In infancy, mammals have a high level of lactase activity in the lining of the upper intestinal tract, because they depend on lactose as the primary carbohydrate in their diet of mother’s milk.

However, in humans, the lactase expression is diminished by about 90% between ages two and five. This condition is called primary lactase deficiency. Many Northern Europeans, some Western Europeans, some Mediterranean’s, and their descendants carry a mutation that prevents this natural decrease in lactase production. These individuals are able to consume milk as adults. However, large portions of the world population (68% globally), such as Southern Europeans, East Asians, and Sub-Saharan Africans have primary lactase deficiency.


Secondary lactase deficiency results from injury or disease of the Small intestine. For example, celiac disease, inflammatory bowel syndrome (IBS) and Crohn’s disease are often accompanied by lactase deficiency.

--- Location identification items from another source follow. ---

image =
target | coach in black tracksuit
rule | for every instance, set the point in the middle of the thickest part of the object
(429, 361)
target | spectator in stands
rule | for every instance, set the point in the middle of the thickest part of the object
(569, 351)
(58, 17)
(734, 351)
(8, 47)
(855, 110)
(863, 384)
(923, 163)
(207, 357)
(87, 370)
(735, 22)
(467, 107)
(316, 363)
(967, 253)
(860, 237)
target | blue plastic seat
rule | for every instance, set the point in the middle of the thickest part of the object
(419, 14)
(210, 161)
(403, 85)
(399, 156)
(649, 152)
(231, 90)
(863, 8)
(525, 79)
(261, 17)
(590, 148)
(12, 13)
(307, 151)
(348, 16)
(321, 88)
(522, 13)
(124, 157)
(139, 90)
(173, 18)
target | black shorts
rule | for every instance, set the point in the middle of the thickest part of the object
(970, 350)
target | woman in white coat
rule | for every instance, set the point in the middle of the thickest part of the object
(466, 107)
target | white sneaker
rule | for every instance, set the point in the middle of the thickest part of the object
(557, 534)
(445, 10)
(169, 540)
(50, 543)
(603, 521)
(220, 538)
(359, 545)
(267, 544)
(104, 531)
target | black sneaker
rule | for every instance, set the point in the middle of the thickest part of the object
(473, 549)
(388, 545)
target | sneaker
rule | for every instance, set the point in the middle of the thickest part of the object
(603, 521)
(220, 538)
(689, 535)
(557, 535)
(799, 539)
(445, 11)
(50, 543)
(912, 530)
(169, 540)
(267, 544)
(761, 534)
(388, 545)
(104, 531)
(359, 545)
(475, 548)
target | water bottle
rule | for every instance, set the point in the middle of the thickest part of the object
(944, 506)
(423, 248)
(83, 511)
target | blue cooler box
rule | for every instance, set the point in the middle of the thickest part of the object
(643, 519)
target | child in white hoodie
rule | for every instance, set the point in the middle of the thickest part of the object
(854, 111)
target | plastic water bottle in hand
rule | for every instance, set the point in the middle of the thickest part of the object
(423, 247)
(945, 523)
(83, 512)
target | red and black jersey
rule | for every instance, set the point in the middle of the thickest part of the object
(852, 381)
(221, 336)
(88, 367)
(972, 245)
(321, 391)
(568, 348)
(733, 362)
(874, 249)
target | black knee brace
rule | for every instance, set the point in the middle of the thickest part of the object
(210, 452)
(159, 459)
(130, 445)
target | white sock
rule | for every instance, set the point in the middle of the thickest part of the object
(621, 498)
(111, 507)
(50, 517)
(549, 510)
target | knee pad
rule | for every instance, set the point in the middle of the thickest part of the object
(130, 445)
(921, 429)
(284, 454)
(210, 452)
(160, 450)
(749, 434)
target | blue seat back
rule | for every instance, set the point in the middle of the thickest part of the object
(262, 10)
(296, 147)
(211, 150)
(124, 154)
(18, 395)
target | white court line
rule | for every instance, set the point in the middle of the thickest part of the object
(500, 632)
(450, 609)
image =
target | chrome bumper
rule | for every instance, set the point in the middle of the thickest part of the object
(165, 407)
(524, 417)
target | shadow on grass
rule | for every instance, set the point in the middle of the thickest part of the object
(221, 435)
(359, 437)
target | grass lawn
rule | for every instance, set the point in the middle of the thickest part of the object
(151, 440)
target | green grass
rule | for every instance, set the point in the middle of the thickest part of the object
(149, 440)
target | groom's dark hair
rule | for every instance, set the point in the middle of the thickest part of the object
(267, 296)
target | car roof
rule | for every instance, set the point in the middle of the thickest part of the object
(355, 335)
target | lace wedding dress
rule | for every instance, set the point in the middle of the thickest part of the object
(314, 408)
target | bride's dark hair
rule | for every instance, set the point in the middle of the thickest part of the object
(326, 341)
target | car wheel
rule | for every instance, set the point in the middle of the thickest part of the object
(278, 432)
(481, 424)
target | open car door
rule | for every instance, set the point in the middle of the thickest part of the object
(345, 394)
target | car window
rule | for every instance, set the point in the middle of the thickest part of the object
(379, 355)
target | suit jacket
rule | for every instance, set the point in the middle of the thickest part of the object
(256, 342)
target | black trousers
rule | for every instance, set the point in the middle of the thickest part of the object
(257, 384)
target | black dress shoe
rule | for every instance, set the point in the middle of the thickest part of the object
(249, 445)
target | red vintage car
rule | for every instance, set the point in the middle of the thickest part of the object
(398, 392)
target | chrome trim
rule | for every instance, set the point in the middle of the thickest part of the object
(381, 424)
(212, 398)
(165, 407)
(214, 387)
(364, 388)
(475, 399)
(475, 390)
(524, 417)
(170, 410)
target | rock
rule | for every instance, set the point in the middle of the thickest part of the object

Lactose is a disaccharide (a sugar made up of two smaller sugars) the two sugars it is made up of are glucose and galactose they are linked by a beta-D-glycosidic bond. Ideally, lactose is broken down into its individual sugars by the enzyme lactase(an enzyme is a protein that facilitates a chemical reaction in living beings) (beta-Dgalactosidase) in the small intestine by the cells of the intestinal brush border microvilli (very tiny hairs on the walls of the intestine that produce enzymes for digesting carbohydrates, this is where most carbohydrates get digested). Thus these intestinal brush border microvilli breakdown the lactose into glucose and galactose, afterward these two components can be absorbed in the small intestine and provide us with energy. When lactase is absent from the brush border microvilli, usually because we are genetically programmed to reduce producing lactase as toddlers as we move from a diet of milk to one made of other food.

Problems arise when there is none or not enough lactase produced and the undigested lactose reach the large intestine. There in the large intestine, the resident bacteria metabolize lactose through fermentation which generates gas. The gas is responsible for symptoms such as pain, pressure, cramps, and flatulence. In addition, the undigested lactose increases osmotic pressure (more water being needed to allow passage of the solution) in the large intestine, causing increased excretion of water which then leads to diarrhea and dehydration.

Lactose is hiding in many foods…

You never know where you might find it. Foods containing dairy are everywhere, even in foods you least suspect. People who are lactose intolerant have to constantly worry if there is dairy in foods when eating out or when splurging for that cheat day pastry.


The only available solution on the market today is Lactase pills, which work fine but these pill must be taken everywhere one goes and will last only about 45 minutes. In addition, many lactase enzyme pills actually contain lactase produced for other types of organisms and they do not function ideally in humans. This is simply a cost and ease of manufacturing issue, where those unscrupulous manufacturers do not care and rather produce a cheaper lactase to get better margins. Lowest price, shortest duration, least convenient.

Another option is the most extreme and risky and that is gene therapy. This means people who suffer from lactose intolerance get the cells of their intestine genetically altered to produce lactase. This is a very costly procedure (many thousands of dollars) and the effects do not last more than 12-18 months because the cells of the intestine are constantly splitting and dying. In addition, there is still unknown potential risks involved with gene therapy as it is a new therapy. Most expensive, longest-lasting, highest risk.


Through our research, we discovered a novel strain of lactobacillus acidophilus bacteria that will colonize the mammalian intestine and actively produce an excess volume of lactase enzymes. This effectively digests the lactose in our small intestine before it reaches the large intestine where it causes all those common problems like gas, bloating and diarrhea. The lactose-digesting enzymes are stable and active under the conditions normally found in the human small intestine.